Глеб расхохотался, несмотря на неприятную, в общем-то, ситуацию, расхохотался так, словно тяжкий груз упал с его плеч.

— Говнюки, — недобро пробормотал он, адресуя ругательство тайным недоброжелателям, щуря глаза. — Каковы скоты мстительные. Ты точно все обыскал?

— На три раза! На три раза, каждый ящик!

— Вот кому это было нужно, а? Кто вообще посмел? Думаешь, наши?

Вадим пожал плечами.

— Да кто еще, раз точно знали куда лезть. И когда лезть, — Вадим многозначительно сделал эффектную паузу. — Он точно знал, что тебя дома не будет. И Ольги не будет. Все просчитано.

— Что происходит?! — спросила Олечка испуганно, понимая, что мужчины что-то не договаривают. — Что случилось?!

Глеб засмеялся — абсолютно счастливо, словно речь шла не о пропаже ключей от его дома, а о какой-то мелочи, пустяке, — снова и крепче обнял ее.

— Да ерунда, — беспечно ответил он. — Пропало… кое-что.

— И ты подумал на меня?! — с обидой вспыхнула Олечка, тут же сложив два и два. Но Глеб не позволил ей отстраниться, обхватив ее и рассмеявшись абсолютно счастливо, беззаботно, во все горло.

— Нет, ну что ты, — произнес он с нежностью, заглянув в ее обиженные глаза, ласково коснувшись ее щеки. — Просто эта вещь. то, что украли. она была для меня очень важна.

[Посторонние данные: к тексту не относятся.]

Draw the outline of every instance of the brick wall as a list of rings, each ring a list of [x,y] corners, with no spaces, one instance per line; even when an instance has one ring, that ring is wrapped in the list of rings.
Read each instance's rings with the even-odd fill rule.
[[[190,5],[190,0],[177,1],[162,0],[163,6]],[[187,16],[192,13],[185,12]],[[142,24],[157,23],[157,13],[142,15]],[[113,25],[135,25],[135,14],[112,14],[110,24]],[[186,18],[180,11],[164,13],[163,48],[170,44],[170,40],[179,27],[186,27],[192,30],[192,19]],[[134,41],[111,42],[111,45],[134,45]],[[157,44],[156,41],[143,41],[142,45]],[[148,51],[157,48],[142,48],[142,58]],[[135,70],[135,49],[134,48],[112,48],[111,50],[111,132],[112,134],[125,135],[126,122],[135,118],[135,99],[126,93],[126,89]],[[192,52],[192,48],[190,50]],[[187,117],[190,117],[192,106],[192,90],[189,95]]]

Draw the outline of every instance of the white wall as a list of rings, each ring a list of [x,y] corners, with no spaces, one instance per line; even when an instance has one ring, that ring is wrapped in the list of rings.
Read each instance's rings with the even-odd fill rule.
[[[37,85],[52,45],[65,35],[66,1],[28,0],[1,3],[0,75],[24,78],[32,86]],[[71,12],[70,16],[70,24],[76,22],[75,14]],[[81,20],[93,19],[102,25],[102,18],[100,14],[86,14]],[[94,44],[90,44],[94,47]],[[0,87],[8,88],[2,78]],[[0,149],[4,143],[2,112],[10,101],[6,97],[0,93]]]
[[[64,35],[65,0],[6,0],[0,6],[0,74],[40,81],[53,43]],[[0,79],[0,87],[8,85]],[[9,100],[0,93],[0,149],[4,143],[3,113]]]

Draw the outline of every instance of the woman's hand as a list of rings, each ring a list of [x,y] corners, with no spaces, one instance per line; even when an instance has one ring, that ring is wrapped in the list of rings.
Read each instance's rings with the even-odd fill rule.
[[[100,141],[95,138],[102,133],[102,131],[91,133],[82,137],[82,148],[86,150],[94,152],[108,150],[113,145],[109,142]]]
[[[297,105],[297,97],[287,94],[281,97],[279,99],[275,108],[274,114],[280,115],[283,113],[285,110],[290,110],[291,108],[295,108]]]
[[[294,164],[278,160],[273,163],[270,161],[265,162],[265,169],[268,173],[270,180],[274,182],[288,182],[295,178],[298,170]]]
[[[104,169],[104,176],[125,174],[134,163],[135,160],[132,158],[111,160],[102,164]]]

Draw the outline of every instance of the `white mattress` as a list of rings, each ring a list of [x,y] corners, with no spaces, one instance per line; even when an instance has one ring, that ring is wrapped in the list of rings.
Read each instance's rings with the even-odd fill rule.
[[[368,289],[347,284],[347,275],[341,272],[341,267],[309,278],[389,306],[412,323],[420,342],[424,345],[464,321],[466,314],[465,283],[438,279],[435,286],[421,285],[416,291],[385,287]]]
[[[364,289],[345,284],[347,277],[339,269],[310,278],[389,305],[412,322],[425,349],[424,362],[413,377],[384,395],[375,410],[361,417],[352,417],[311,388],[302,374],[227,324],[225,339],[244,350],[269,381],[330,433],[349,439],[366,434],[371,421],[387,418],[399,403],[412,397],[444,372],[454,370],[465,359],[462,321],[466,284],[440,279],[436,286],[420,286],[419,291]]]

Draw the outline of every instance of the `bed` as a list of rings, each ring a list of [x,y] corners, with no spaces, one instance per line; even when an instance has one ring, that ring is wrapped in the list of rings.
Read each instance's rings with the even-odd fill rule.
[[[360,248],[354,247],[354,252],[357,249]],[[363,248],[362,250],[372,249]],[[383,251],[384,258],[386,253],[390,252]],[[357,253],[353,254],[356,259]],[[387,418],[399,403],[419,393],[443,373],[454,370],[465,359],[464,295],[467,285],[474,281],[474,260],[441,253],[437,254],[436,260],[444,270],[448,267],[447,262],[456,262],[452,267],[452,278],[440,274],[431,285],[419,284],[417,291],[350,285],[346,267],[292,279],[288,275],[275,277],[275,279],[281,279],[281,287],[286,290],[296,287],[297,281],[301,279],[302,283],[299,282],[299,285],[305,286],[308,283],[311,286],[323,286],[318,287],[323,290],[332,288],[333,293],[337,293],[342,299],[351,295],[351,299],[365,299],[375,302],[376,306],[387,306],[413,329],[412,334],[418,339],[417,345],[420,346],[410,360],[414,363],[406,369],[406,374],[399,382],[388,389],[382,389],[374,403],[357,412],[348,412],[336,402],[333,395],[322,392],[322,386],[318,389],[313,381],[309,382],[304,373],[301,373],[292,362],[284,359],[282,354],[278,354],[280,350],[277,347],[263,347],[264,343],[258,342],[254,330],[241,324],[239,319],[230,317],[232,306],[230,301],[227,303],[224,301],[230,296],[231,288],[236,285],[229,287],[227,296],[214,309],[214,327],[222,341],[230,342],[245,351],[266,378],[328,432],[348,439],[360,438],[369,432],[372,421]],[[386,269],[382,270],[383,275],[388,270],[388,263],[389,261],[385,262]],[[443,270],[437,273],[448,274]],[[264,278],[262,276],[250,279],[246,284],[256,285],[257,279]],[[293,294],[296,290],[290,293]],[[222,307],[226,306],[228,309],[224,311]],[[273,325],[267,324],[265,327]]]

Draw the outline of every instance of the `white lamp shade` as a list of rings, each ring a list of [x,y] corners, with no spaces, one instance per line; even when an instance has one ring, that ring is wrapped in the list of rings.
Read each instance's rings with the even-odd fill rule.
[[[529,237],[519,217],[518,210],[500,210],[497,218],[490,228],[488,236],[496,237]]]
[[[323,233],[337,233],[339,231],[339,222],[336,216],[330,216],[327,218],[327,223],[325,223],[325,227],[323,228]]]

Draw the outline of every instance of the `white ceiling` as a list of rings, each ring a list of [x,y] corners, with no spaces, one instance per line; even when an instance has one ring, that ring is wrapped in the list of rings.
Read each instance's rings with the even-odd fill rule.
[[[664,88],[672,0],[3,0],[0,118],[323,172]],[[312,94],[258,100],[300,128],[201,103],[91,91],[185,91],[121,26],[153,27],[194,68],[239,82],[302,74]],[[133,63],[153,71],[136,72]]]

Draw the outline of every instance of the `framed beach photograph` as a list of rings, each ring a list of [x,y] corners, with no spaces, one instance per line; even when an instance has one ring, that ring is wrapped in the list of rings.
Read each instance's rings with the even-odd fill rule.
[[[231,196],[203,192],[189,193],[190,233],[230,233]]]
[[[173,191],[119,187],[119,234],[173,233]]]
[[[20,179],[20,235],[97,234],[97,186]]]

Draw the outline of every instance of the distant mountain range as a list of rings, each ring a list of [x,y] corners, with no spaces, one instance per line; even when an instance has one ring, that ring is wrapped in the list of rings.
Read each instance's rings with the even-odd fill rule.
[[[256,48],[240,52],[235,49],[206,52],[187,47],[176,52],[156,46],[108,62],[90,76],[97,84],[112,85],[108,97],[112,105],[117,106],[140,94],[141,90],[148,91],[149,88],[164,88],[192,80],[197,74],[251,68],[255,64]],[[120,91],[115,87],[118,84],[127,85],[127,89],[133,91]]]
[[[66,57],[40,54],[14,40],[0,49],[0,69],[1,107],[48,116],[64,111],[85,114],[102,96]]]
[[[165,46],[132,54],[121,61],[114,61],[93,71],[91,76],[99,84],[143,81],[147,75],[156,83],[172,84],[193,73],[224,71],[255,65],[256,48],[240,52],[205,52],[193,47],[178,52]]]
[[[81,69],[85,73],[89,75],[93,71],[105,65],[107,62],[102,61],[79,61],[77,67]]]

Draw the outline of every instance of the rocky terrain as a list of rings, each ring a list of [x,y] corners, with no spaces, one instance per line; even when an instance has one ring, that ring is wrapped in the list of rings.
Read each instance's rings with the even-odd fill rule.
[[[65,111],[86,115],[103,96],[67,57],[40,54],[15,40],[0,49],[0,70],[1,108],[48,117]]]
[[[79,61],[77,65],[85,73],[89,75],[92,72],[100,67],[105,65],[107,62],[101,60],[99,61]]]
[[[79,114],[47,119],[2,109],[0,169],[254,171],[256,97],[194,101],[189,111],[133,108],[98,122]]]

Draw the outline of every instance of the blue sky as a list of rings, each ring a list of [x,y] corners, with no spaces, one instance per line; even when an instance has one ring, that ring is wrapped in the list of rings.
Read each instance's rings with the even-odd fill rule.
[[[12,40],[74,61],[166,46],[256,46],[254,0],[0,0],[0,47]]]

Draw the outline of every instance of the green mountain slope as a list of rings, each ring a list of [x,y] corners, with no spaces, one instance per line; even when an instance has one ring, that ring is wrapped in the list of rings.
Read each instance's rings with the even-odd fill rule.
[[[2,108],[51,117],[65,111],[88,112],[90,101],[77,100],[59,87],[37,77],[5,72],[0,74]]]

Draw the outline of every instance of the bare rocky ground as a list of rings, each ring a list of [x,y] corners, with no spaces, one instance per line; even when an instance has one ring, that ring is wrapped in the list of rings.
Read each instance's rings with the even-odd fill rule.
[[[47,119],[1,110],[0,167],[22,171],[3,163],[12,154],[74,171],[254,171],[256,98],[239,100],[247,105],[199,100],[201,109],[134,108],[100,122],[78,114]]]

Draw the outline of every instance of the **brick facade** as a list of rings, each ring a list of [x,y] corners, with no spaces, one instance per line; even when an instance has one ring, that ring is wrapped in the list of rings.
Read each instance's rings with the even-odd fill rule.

Очень. Настолько, что я ни о чем другом долг думать не мог. Но теперь думаю — я зря так переживал. Зря. Дурак, — он снова улыбнулся — светло, радостно, так, как не улыбался уже давно, — чуть не потерял тебя.

— Так надо замок поменять, — всполошилась Олечка, но Глеб снова рассмеялся, на этот раз недобро, пугающе.

— Не-ет, — протянул он. — Не сейчас.

* * *

Пал Саныч снова страдал.

Все его усилия, его хитрый план — все летело к чертям, месть не удалась, и его недобрая, подленькая радость, разгоревшаяся было после совершенной гадости улетучилась, едва он увидел Ольгу и Чу вместе.

Чудовища хватило на три дня — или же он и вовсе ничего не заметил, а на самом деле болел, как всем объяснял свой неважный внешний вид. Все эти три дня, поглядывая на его серое, измученное бессонницей лицо, на покрасневшие от сигаретного дыма глаза, Пал Саныч блаженствовал и похихикивал в кулачок, прекрасно понимая, что вовсе не грипп сразил железного, непобедимого Чу, а паршивый полосатый галстук, закинутый в угол.

Если б кто-нибудь в этот миг спросил Пал Саныча, зачем он все это затеял и кому и на что мстит, он, наверное, не нашел бы что ответить — или нашел бы, но далеко не сразу. Ведь объективных причин на совершение этих гадостей у него не было. Да, Олечка его ухаживания отвергла — но ведь они были неуклюжи и неприятны. Да, Чу иногда устраивал разносы Пал Санычу — но он устраивал их абсолютно всем и по делу. Так что, скорее всего, эта мелкая пакость была для Пал Саныча определенной отдушиной, способом вернуть миру накопившуюся в его душе ядовитую желчь, досаду от неудач, сожалений о недостигнутом, непокоренном.

Глядя, как маются два человека, которых сам для себя Пал Саныч записал в «блатные баловни судьбы», мститель испытывал просто сумасшедшее наслаждение. «Богатые тоже плачут, — с ликованием думал он, — и кое-чего они изменить совсем не в силах». Олечка, выскочка, которая закрутил с шефом буквально через месяц после своего появления в офисе, рисовалась в воображении Пал Саныча пронырливой и расчетливой хитрой стервой, которая хватается, как пиранья, за любой шанс, и всем окружающим достаются лишь объедки с ее стола. Глеб казался Пал Санычу бесчувственным и бестолковым везунчиком, которому каким-то чудом удалось подняться, выбраться из серой массы. И теперь он смотрит на остальных свысока и не умеет ценить действительно толковых и стоящих людей!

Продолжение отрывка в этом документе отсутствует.